Как ни весел был Шабань, и как ни уверял он Глинского, что нельзя печалиться, сделав такое славное дело, этот был пасмурен и никак не соглашался окончить день, как обыкновенно кончают его после удачного поединка, т. е. шампанским. «Мне не для чего радоваться, – говорил он Шабаню, – победа над трусом немного приносит чести, сверх того, я жалею, что это так случилось и дуэль кончилась иначе, нежели я желал!»
– Ты жалеешь, что его не убил?..
– Я и не имел этого намерения.
Как ни ветрен был Шабань, но такие мысли могли его расстраивать, он взглянул на Глинского, и при его нахмуренном виде, кивая головою, пробормотал: «как глупы влюбленные!..»
За этими словами последовал опять похоронный марш Людовика XVI и молчание не прерывалось в карете до тех пор, пока они не въехали в улицу du Вас.

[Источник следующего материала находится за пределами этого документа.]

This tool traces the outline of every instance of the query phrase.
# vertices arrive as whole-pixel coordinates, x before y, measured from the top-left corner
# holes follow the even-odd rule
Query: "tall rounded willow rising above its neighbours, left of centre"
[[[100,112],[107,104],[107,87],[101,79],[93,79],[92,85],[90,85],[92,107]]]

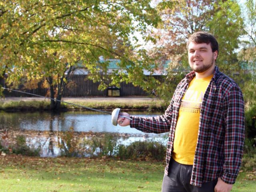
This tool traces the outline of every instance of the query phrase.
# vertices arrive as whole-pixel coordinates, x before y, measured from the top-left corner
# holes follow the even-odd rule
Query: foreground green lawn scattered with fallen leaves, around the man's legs
[[[160,192],[163,162],[0,156],[0,191]],[[254,192],[256,172],[240,172],[232,192]]]

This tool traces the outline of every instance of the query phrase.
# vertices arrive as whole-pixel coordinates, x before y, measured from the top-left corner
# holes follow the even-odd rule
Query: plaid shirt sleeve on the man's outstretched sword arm
[[[132,120],[130,122],[131,128],[136,128],[146,133],[164,133],[170,131],[170,126],[172,122],[172,103],[173,99],[166,109],[165,113],[160,116],[155,117],[138,117],[131,116]]]

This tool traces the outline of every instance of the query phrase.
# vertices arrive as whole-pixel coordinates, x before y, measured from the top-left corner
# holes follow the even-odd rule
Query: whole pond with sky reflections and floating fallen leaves
[[[158,115],[129,113],[136,116]],[[40,148],[40,156],[55,157],[74,146],[88,148],[88,140],[102,142],[106,140],[106,137],[115,140],[117,144],[124,145],[138,140],[152,140],[166,144],[168,133],[149,134],[130,128],[130,126],[114,126],[111,122],[111,115],[98,112],[1,112],[1,145],[12,146],[20,140],[21,136],[30,148]]]

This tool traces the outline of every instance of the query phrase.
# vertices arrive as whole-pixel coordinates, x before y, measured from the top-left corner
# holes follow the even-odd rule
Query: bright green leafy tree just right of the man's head
[[[217,65],[226,74],[233,76],[234,72],[240,70],[236,50],[242,36],[240,28],[244,25],[241,8],[236,1],[226,0],[214,4],[214,10],[207,26],[219,43]]]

– Куда же мы поедем? – спросил Шабань.
– Завези меня к полковнику, чтоб известить о дуэли; надобно, чтоб император знал о ней прежде, нежели известие дойдет до него чрез парижскую полицию. Он не любит дуэлей, но если обстоятельства представлены ему верно, он смотрит на это сквозь пальцы; напротив того, бывали случаи, в которых оба противника наказывались за то только, что хотели утаить свое дело.
– C'est superbe! c'est magnifique!1 [103] – вскричал Шабань и, оставив Глинского у дверей трактира, где жил его полковник, отправился к маркизе расправить язык, засохший от принуждения.
Глава V
Интересная Эмилия лежала на своей постеле и плакала. В первые минуты она судила только Глинского; но, когда слезы облегчили грудь ее, она судила уже и самую себя. Чем сильнее было первое движение, тем более теперь ясный ум ее показывал, сколько она преступила меры благоразумия. Добродетельная женщина ни к кому не может питать ненависти, а она выговорила это слово и чувствовала, что сказала неправду. Она видела, разбирая поведение Глинского, что оно не похвально, но никак не могла понять, отчего оно так показалось ей обидно и отчего она могла сама его обидеть столь неприличным ожесточением. Собственный ее поступок начал более занимать ее, нежели вина Глинского, но не менее того, всякий раз, когда она приводила эту вину в свое оправдание, невольное движение руки к сердцу показывало, с какою быстротою оно начинало биться. Таково действие неожиданных случаев в любви, они раздражают: они приводят в напряжение все силы нашего духа, и тогда рассудок молчит, оставляя страстям полную волю действия.